Full code available at github.com/mrandri19/smolppl/tree/sampling

Introduction

This post is the continuation of “A probabilistic programming language in 70 lines of Python”. Today, we extend the library built in the last post by creating an API for sampling values from the prior and posterior distributions.

At the end we will have build an API like this one:

x = LatentVariable("x", Normal, [0.0, 3.0])
y = ObservedVariable("y", Normal, [x, 4.0], observed=1.5)

prior_sample(y)
posterior_sample(y, {"x": -2.0})

As users of a Probabilistic Programming Language (PPL), we are interested in sampling the distributions defined by our model. We do it, for example, to estimate means and variances via Monte Carlo integration. This is how we would estimate the prior and posteriror mean and standard deviation of the y variable using the new API:

prior_samples = [prior_sample(y) for _ in range(10_000)]
np.mean(prior_samples), np.std(prior_samples)
# => (0.0, 5.0)

posterior_samples = [posterior_sample(y, {"x": -2.0}) for _ in range(10_000)]
np.mean(posterior_samples), np.std(posterior_samples)
# => (-2.0, 4.0)

Mathematically speaking, the two snippets above define this probability model:

\[x \sim \text{Normal}(0, 3)\] \[y \sim \text{Normal}(x, 4)\]

and compute the following expectations on it:

\[E(y) = 0\] \[\text{std}(y) = 5\] \[E(y|x=-2) = -2\] \[\text{std}(y|x=-2) = 4\]

Most probabilistic programming languages implement sampling APIs. We will briefly see how Stan and PyMC, two of the most popular PPLs, allow sampling. Just skip this section if you only care about the implementation.
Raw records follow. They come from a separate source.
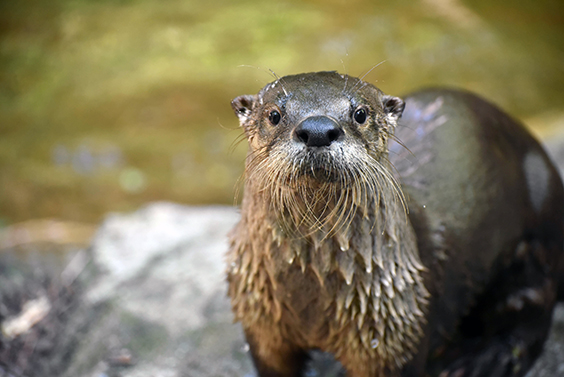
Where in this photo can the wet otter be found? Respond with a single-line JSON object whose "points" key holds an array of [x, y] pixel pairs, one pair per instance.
{"points": [[418, 246]]}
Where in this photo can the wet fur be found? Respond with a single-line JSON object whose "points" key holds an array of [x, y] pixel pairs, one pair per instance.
{"points": [[326, 257]]}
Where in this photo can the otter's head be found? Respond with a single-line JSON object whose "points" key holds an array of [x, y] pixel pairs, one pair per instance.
{"points": [[318, 146]]}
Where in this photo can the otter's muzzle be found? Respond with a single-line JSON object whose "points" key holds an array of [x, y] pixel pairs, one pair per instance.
{"points": [[318, 131]]}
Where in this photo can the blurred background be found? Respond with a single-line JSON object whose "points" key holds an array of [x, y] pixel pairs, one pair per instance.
{"points": [[106, 105]]}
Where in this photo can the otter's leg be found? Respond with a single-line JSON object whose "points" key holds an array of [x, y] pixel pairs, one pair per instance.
{"points": [[505, 331], [275, 357]]}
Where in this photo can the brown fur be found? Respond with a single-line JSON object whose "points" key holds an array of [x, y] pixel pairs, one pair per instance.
{"points": [[346, 232]]}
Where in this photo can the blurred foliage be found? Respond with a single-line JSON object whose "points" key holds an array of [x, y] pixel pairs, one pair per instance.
{"points": [[105, 105]]}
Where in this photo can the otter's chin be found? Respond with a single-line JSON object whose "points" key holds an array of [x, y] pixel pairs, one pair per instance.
{"points": [[321, 167]]}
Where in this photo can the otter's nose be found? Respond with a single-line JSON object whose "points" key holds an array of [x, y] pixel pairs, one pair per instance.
{"points": [[318, 131]]}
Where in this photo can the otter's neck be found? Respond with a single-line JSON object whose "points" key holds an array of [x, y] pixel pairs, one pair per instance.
{"points": [[374, 255]]}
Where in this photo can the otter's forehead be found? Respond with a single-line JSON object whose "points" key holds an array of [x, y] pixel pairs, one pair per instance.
{"points": [[319, 93]]}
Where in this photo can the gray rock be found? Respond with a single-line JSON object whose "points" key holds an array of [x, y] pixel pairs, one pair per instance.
{"points": [[161, 281], [148, 298]]}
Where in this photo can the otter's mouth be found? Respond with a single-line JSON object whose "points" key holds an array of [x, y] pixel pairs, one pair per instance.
{"points": [[321, 166]]}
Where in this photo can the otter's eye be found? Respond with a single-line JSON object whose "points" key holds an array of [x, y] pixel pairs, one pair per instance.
{"points": [[360, 116], [274, 117]]}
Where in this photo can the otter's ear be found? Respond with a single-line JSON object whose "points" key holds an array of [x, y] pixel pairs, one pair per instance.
{"points": [[393, 106], [243, 105]]}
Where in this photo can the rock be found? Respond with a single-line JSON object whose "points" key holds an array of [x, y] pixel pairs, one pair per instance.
{"points": [[147, 298]]}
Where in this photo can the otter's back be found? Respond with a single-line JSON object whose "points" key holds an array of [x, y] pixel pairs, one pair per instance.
{"points": [[475, 178]]}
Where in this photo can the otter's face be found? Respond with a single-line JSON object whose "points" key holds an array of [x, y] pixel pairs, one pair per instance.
{"points": [[318, 124], [318, 149]]}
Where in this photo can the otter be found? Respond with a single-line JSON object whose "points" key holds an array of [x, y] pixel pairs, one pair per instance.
{"points": [[405, 237]]}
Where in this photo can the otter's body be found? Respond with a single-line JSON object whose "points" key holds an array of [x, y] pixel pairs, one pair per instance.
{"points": [[325, 256]]}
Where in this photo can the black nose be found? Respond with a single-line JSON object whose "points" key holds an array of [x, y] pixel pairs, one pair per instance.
{"points": [[318, 131]]}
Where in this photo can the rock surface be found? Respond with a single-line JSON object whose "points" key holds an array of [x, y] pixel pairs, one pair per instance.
{"points": [[147, 298]]}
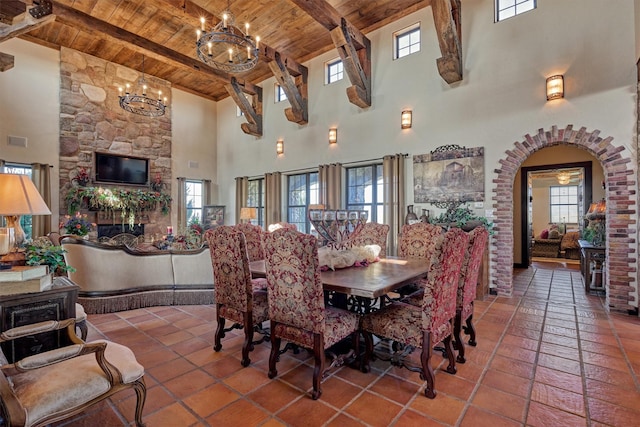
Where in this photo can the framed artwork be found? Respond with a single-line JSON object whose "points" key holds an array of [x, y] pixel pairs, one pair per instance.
{"points": [[212, 216], [449, 174]]}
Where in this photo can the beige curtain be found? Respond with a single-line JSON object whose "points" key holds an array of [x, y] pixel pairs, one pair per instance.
{"points": [[41, 177], [242, 195], [273, 198], [393, 172], [181, 205], [330, 183]]}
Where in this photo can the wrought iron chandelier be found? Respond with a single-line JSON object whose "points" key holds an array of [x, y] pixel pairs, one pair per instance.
{"points": [[142, 104], [225, 47]]}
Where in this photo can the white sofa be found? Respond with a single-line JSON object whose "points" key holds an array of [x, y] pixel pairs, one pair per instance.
{"points": [[116, 278]]}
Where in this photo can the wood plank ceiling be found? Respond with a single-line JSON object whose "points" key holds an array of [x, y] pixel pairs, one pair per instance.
{"points": [[122, 31]]}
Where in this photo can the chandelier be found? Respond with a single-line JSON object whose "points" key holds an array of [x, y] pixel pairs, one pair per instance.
{"points": [[564, 178], [226, 47], [142, 104]]}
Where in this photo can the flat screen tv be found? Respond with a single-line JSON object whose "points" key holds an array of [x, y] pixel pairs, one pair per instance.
{"points": [[121, 169]]}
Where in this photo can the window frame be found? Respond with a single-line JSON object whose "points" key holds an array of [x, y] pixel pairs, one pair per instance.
{"points": [[339, 74], [564, 203], [311, 197], [407, 32], [376, 206]]}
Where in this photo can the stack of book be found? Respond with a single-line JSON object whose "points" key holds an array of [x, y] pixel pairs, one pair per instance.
{"points": [[24, 279]]}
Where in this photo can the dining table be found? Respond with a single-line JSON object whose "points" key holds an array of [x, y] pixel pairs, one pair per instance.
{"points": [[372, 281]]}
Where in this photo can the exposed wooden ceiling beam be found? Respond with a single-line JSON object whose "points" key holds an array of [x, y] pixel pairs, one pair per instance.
{"points": [[101, 29]]}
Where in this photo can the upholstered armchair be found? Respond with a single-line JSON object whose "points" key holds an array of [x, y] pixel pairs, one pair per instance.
{"points": [[371, 233], [55, 385], [253, 237], [296, 303], [238, 297], [467, 289], [432, 322]]}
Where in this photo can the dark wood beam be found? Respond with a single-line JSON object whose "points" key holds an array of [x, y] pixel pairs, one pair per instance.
{"points": [[101, 29], [353, 47], [295, 88], [252, 110], [446, 17]]}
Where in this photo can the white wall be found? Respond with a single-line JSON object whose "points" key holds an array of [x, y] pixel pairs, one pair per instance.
{"points": [[30, 108], [500, 99]]}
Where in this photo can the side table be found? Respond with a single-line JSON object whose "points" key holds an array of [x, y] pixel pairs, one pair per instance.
{"points": [[596, 255], [58, 302]]}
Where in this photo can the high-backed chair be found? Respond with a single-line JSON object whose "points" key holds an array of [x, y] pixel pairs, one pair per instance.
{"points": [[427, 325], [371, 233], [467, 288], [52, 386], [238, 297], [417, 240], [296, 302], [253, 237]]}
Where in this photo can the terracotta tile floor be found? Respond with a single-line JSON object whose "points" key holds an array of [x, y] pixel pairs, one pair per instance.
{"points": [[548, 356]]}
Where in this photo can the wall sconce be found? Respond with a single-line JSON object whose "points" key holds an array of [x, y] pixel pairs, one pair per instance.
{"points": [[405, 119], [555, 87], [333, 135]]}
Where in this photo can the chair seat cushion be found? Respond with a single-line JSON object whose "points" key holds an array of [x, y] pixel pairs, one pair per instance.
{"points": [[338, 325], [71, 383], [403, 323], [260, 309]]}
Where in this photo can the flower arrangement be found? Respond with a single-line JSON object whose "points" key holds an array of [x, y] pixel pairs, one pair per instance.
{"points": [[82, 177], [77, 224], [128, 204]]}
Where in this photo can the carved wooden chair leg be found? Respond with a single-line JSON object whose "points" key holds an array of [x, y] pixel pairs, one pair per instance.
{"points": [[427, 371], [318, 369]]}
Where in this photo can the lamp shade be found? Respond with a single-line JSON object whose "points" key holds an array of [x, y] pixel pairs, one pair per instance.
{"points": [[18, 196]]}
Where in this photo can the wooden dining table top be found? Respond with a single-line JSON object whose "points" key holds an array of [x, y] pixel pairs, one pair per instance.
{"points": [[373, 281]]}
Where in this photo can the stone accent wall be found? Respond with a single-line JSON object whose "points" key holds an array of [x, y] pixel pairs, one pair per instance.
{"points": [[91, 120], [620, 180]]}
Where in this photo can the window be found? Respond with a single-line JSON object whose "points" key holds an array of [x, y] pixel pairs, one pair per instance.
{"points": [[407, 41], [335, 71], [280, 95], [302, 190], [563, 201], [256, 200], [193, 200], [510, 8], [25, 220], [365, 191]]}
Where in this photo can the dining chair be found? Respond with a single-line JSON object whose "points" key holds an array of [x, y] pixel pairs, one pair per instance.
{"points": [[467, 286], [427, 325], [371, 233], [253, 237], [417, 240], [296, 303], [238, 297]]}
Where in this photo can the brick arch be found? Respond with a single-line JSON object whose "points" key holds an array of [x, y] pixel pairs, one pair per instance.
{"points": [[621, 258]]}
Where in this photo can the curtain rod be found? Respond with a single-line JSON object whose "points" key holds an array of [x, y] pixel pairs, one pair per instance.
{"points": [[343, 164]]}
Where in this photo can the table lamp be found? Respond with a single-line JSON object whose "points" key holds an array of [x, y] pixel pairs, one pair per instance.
{"points": [[248, 214], [18, 196]]}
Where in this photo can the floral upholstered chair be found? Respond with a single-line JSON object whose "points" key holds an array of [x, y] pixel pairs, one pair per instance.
{"points": [[253, 237], [296, 303], [432, 322], [467, 289], [417, 241], [238, 297], [371, 233]]}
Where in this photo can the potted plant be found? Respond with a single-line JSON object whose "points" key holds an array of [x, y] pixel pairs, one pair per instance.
{"points": [[462, 217]]}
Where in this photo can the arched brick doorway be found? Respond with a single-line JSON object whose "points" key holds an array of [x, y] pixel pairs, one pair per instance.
{"points": [[621, 207]]}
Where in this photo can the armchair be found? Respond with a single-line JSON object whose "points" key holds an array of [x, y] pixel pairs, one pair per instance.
{"points": [[57, 384]]}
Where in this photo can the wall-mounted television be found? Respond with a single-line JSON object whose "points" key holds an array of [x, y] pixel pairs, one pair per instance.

Stan’s sampling interface is lower-level compared to other PPLs. Sampling from both the prior and the posterior must be implemented manually by the user. To perform prior predictive sampling, the user must copy code from the model section into the generated_quantities sections and replace all distribution calls (like normal, binomial) with their _rng versions. For posterior predictive sampling, the procedure is similar, but model parameters are sampled from the posterior chain rather than from a Random Number Generator (RNG). In practice, this means that it is enough to keep using the same parameters as in the model section.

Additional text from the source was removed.